Using a Keras model in combination with sklearn preprocessing, pipelines, grid search and cross-validation

Dec 8, 2019 · 900 words · 5 minute read

In this post I want to give a short intro on how to wrap a (sequential) Keras deep learning model into a sklearn estimator to enable usage of all the nice standard sklearn tools like pipelines and grid search.
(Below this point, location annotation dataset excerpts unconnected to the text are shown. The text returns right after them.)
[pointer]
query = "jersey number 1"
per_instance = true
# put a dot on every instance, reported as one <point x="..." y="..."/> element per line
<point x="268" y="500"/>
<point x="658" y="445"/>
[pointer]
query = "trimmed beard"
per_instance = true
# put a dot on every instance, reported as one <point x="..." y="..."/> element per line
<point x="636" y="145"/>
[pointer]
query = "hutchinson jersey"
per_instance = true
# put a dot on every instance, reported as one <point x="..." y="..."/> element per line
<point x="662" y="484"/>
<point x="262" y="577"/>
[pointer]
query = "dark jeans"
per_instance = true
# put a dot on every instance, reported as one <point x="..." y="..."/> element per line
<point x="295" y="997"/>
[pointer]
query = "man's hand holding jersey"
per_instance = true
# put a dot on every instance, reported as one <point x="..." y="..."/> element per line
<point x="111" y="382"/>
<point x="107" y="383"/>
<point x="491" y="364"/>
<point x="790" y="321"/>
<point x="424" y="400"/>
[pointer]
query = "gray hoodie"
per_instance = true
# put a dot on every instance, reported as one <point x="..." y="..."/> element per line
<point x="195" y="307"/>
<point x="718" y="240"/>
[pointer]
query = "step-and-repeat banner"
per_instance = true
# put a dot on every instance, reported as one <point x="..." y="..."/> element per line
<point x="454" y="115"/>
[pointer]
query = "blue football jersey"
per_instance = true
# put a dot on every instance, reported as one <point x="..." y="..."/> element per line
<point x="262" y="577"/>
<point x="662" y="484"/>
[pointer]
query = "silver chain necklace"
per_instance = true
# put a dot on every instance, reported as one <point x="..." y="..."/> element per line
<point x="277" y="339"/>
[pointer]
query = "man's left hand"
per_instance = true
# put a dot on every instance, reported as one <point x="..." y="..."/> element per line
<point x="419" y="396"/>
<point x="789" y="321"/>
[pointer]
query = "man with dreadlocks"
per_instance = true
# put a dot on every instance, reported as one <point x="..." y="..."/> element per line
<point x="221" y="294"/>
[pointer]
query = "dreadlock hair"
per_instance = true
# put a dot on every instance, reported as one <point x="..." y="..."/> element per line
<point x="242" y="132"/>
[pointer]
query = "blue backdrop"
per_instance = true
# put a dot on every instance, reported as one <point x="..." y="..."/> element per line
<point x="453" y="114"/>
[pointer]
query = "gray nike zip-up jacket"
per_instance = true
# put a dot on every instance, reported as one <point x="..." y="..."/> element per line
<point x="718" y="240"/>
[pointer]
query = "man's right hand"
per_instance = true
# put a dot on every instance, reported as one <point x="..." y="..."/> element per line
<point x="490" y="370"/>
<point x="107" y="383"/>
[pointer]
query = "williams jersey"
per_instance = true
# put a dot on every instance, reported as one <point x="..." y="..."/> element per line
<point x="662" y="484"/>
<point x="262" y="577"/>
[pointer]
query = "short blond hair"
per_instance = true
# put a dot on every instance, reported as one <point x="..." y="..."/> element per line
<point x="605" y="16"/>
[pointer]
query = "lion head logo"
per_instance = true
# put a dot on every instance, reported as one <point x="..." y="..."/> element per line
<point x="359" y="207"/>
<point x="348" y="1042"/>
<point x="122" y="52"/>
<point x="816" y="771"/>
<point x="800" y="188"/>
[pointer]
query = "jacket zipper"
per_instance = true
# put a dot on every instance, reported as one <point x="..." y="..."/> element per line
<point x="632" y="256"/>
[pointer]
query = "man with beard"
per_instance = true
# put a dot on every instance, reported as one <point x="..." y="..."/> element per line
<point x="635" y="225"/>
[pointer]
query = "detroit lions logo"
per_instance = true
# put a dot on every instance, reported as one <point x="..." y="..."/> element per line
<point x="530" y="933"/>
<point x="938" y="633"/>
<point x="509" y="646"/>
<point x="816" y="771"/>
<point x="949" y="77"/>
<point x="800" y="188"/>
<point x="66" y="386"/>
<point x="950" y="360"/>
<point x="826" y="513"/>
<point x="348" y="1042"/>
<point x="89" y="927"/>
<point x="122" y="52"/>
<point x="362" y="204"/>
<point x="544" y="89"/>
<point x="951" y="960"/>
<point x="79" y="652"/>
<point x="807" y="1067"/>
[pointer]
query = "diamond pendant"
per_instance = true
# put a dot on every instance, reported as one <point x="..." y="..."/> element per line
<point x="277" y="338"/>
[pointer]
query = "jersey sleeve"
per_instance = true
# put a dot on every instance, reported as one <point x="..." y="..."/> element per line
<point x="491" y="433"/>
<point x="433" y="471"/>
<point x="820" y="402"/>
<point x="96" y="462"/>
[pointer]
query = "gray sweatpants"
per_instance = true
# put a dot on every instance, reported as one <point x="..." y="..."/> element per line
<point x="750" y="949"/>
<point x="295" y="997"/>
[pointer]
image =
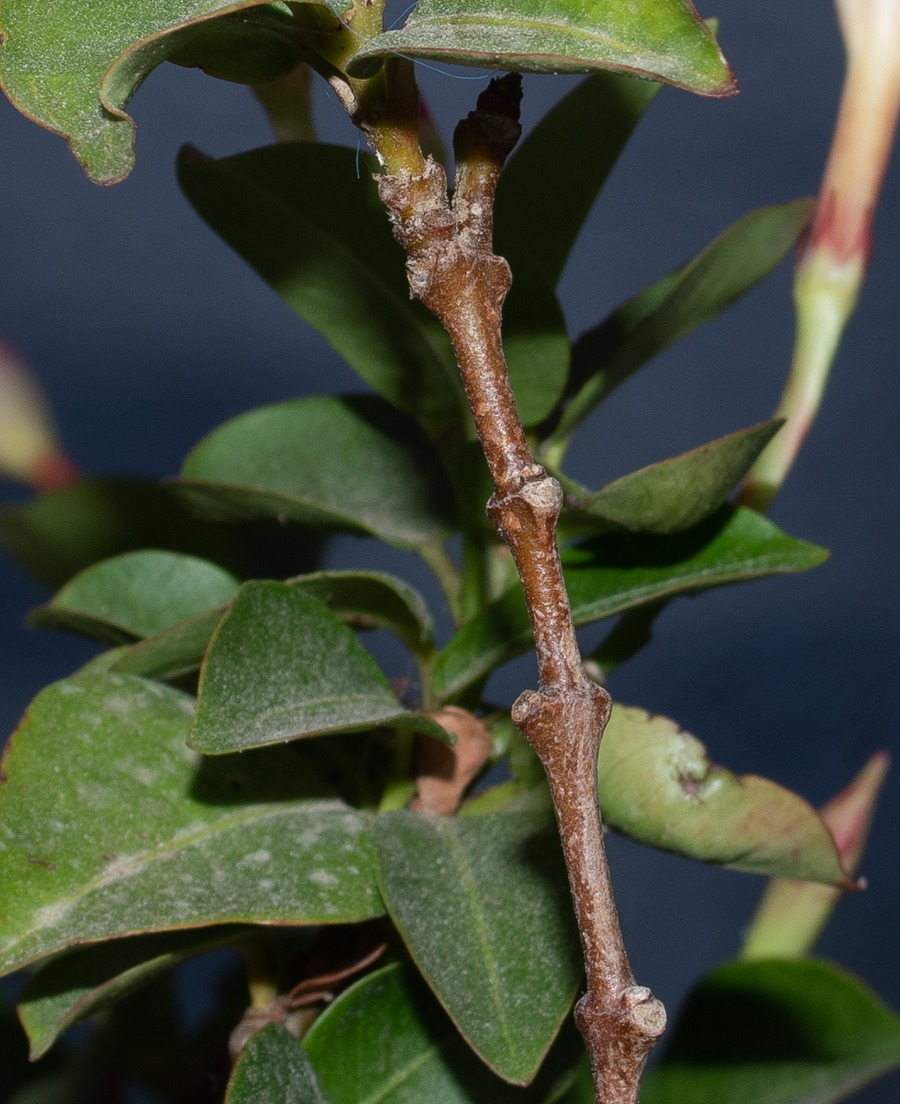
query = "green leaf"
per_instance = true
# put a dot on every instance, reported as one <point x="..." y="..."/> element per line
<point x="311" y="224"/>
<point x="74" y="66"/>
<point x="282" y="666"/>
<point x="679" y="304"/>
<point x="246" y="46"/>
<point x="614" y="573"/>
<point x="547" y="190"/>
<point x="658" y="786"/>
<point x="388" y="1040"/>
<point x="75" y="985"/>
<point x="659" y="39"/>
<point x="56" y="535"/>
<point x="373" y="600"/>
<point x="483" y="904"/>
<point x="273" y="1069"/>
<point x="137" y="594"/>
<point x="673" y="495"/>
<point x="360" y="598"/>
<point x="176" y="651"/>
<point x="775" y="1032"/>
<point x="136" y="834"/>
<point x="349" y="463"/>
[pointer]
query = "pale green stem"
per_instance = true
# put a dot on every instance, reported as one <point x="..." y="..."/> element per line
<point x="825" y="295"/>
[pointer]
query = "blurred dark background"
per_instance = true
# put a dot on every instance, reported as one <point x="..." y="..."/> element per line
<point x="147" y="331"/>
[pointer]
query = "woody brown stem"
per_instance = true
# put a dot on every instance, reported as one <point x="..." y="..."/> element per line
<point x="453" y="269"/>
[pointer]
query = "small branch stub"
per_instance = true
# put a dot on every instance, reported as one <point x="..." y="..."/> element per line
<point x="453" y="269"/>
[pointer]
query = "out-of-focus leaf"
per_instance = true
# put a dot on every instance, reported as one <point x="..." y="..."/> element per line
<point x="659" y="39"/>
<point x="483" y="904"/>
<point x="19" y="1073"/>
<point x="112" y="826"/>
<point x="137" y="594"/>
<point x="388" y="1039"/>
<point x="282" y="666"/>
<point x="775" y="1032"/>
<point x="673" y="495"/>
<point x="360" y="598"/>
<point x="350" y="463"/>
<point x="615" y="573"/>
<point x="55" y="537"/>
<point x="311" y="224"/>
<point x="273" y="1069"/>
<point x="74" y="66"/>
<point x="547" y="190"/>
<point x="75" y="985"/>
<point x="658" y="786"/>
<point x="30" y="449"/>
<point x="677" y="305"/>
<point x="792" y="913"/>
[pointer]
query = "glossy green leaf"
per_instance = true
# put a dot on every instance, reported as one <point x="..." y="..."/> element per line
<point x="775" y="1032"/>
<point x="135" y="595"/>
<point x="74" y="66"/>
<point x="273" y="1069"/>
<point x="483" y="904"/>
<point x="349" y="463"/>
<point x="75" y="985"/>
<point x="659" y="39"/>
<point x="673" y="495"/>
<point x="56" y="535"/>
<point x="679" y="304"/>
<point x="112" y="826"/>
<point x="251" y="46"/>
<point x="658" y="786"/>
<point x="282" y="666"/>
<point x="547" y="190"/>
<point x="360" y="598"/>
<point x="309" y="220"/>
<point x="388" y="1040"/>
<point x="614" y="573"/>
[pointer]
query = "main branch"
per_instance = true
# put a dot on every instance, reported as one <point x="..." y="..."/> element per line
<point x="453" y="269"/>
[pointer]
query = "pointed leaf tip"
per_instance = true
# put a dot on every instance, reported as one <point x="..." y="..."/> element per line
<point x="664" y="40"/>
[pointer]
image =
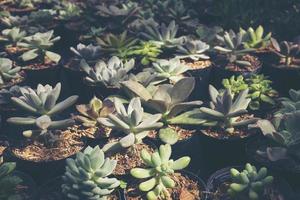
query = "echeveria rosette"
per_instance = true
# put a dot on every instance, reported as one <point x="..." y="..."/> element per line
<point x="159" y="170"/>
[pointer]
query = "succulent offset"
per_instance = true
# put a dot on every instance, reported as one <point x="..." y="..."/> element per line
<point x="249" y="183"/>
<point x="159" y="170"/>
<point x="86" y="176"/>
<point x="193" y="49"/>
<point x="38" y="45"/>
<point x="109" y="74"/>
<point x="8" y="181"/>
<point x="7" y="71"/>
<point x="226" y="113"/>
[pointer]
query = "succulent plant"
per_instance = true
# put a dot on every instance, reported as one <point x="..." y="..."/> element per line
<point x="117" y="45"/>
<point x="132" y="121"/>
<point x="86" y="176"/>
<point x="232" y="47"/>
<point x="87" y="52"/>
<point x="224" y="112"/>
<point x="285" y="132"/>
<point x="8" y="181"/>
<point x="148" y="51"/>
<point x="290" y="104"/>
<point x="193" y="49"/>
<point x="171" y="70"/>
<point x="7" y="71"/>
<point x="163" y="35"/>
<point x="43" y="100"/>
<point x="158" y="171"/>
<point x="288" y="53"/>
<point x="260" y="90"/>
<point x="109" y="74"/>
<point x="12" y="36"/>
<point x="255" y="38"/>
<point x="38" y="45"/>
<point x="90" y="113"/>
<point x="249" y="183"/>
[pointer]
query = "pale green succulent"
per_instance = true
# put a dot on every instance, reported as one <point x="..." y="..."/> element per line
<point x="109" y="74"/>
<point x="43" y="100"/>
<point x="224" y="112"/>
<point x="163" y="35"/>
<point x="132" y="121"/>
<point x="38" y="45"/>
<point x="86" y="176"/>
<point x="158" y="171"/>
<point x="193" y="49"/>
<point x="249" y="183"/>
<point x="7" y="71"/>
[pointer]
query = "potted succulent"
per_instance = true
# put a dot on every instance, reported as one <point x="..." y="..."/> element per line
<point x="233" y="58"/>
<point x="15" y="184"/>
<point x="192" y="53"/>
<point x="38" y="61"/>
<point x="49" y="137"/>
<point x="88" y="116"/>
<point x="103" y="79"/>
<point x="94" y="184"/>
<point x="135" y="124"/>
<point x="10" y="74"/>
<point x="246" y="183"/>
<point x="161" y="178"/>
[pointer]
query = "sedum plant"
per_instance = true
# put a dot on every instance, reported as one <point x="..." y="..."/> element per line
<point x="132" y="121"/>
<point x="163" y="35"/>
<point x="159" y="170"/>
<point x="224" y="112"/>
<point x="43" y="100"/>
<point x="148" y="51"/>
<point x="7" y="71"/>
<point x="249" y="183"/>
<point x="288" y="53"/>
<point x="12" y="36"/>
<point x="285" y="132"/>
<point x="109" y="74"/>
<point x="231" y="45"/>
<point x="255" y="38"/>
<point x="8" y="181"/>
<point x="171" y="70"/>
<point x="86" y="176"/>
<point x="193" y="49"/>
<point x="38" y="46"/>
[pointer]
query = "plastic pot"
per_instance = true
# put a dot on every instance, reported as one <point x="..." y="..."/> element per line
<point x="190" y="175"/>
<point x="223" y="175"/>
<point x="51" y="190"/>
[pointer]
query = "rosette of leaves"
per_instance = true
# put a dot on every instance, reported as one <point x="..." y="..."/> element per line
<point x="193" y="49"/>
<point x="171" y="70"/>
<point x="117" y="45"/>
<point x="285" y="132"/>
<point x="249" y="183"/>
<point x="288" y="54"/>
<point x="132" y="121"/>
<point x="87" y="175"/>
<point x="43" y="100"/>
<point x="255" y="38"/>
<point x="225" y="113"/>
<point x="148" y="51"/>
<point x="8" y="181"/>
<point x="231" y="45"/>
<point x="163" y="35"/>
<point x="159" y="169"/>
<point x="38" y="46"/>
<point x="170" y="102"/>
<point x="12" y="36"/>
<point x="7" y="71"/>
<point x="109" y="74"/>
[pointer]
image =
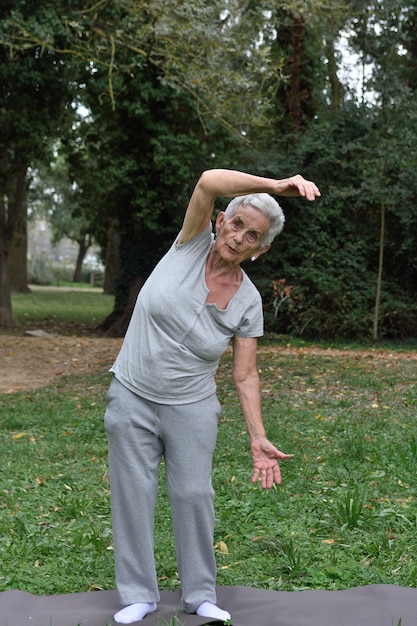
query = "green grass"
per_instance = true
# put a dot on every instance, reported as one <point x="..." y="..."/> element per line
<point x="61" y="310"/>
<point x="346" y="514"/>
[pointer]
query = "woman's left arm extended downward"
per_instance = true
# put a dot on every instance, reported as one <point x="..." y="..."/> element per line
<point x="265" y="455"/>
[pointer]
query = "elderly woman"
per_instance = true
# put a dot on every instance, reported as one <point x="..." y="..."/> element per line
<point x="162" y="400"/>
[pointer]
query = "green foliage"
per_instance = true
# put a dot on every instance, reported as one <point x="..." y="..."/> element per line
<point x="63" y="309"/>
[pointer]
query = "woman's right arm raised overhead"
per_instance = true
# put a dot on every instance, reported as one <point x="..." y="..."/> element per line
<point x="232" y="183"/>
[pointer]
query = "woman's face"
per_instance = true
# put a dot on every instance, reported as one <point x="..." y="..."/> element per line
<point x="239" y="237"/>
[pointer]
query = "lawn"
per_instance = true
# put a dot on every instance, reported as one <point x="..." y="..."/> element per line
<point x="345" y="515"/>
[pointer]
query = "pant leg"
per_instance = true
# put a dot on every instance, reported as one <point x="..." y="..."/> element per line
<point x="189" y="433"/>
<point x="135" y="451"/>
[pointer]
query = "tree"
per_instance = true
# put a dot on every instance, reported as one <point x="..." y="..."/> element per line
<point x="34" y="91"/>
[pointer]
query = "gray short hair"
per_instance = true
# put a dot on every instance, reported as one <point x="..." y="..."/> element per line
<point x="264" y="203"/>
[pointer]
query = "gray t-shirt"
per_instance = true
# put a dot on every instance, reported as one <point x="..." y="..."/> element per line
<point x="175" y="340"/>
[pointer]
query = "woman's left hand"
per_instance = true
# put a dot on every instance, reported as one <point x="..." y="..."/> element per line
<point x="266" y="457"/>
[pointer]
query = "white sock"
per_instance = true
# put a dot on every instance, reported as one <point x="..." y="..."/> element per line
<point x="207" y="609"/>
<point x="134" y="612"/>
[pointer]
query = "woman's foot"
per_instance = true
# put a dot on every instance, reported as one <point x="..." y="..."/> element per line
<point x="207" y="609"/>
<point x="134" y="612"/>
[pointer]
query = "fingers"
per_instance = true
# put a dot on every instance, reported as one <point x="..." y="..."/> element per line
<point x="268" y="477"/>
<point x="306" y="188"/>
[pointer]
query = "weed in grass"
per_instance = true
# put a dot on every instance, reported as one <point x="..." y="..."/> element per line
<point x="349" y="509"/>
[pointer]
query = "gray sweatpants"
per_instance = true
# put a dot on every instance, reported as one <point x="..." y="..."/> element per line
<point x="139" y="433"/>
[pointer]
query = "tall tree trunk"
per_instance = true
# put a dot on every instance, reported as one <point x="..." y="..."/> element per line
<point x="83" y="245"/>
<point x="6" y="233"/>
<point x="335" y="84"/>
<point x="294" y="97"/>
<point x="112" y="257"/>
<point x="380" y="270"/>
<point x="17" y="259"/>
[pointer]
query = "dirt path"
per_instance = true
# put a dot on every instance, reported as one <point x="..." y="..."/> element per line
<point x="29" y="362"/>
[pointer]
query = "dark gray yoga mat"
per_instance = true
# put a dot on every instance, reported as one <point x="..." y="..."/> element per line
<point x="374" y="605"/>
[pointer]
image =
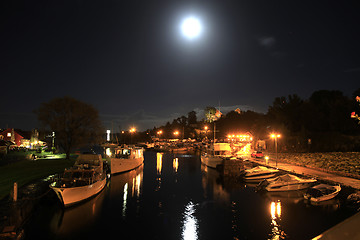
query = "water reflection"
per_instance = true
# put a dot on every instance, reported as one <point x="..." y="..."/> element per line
<point x="127" y="185"/>
<point x="175" y="164"/>
<point x="158" y="170"/>
<point x="275" y="212"/>
<point x="159" y="162"/>
<point x="189" y="229"/>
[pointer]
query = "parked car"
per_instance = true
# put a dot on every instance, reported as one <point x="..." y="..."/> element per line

Sklearn pipelines will allow us to easily use sklearn’s home remedies for imputation and scaling, a necessity for most deep learning models. Via sklearn’s grid search we can tune some of the neural network model parameters (like number of units in a layer or dropout rate) as well as some fitting parameters (like epochs or batch size).

As toy data we will use the popular boston house-prices dataset, and our toy problem will be regression of house prices using the given features.

Update from 2022: The Boston housing prices dataset has an ethical problem, which is discussed in more detail here, and which unfortunately is not uncommon in data science. Since we are not peeking into the data itself, I keep this post as it is, but I strongly suggest to not use this dataset any more.

## Built with python 3.7.13 with following packages:
## keras==2.3.1
## tensorflow==1.15.0
## scikit-learn==0.22

from sklearn.datasets import load_boston

X, y = load_boston(return_X_y=True)

We will make heavy use of many sklearn functions.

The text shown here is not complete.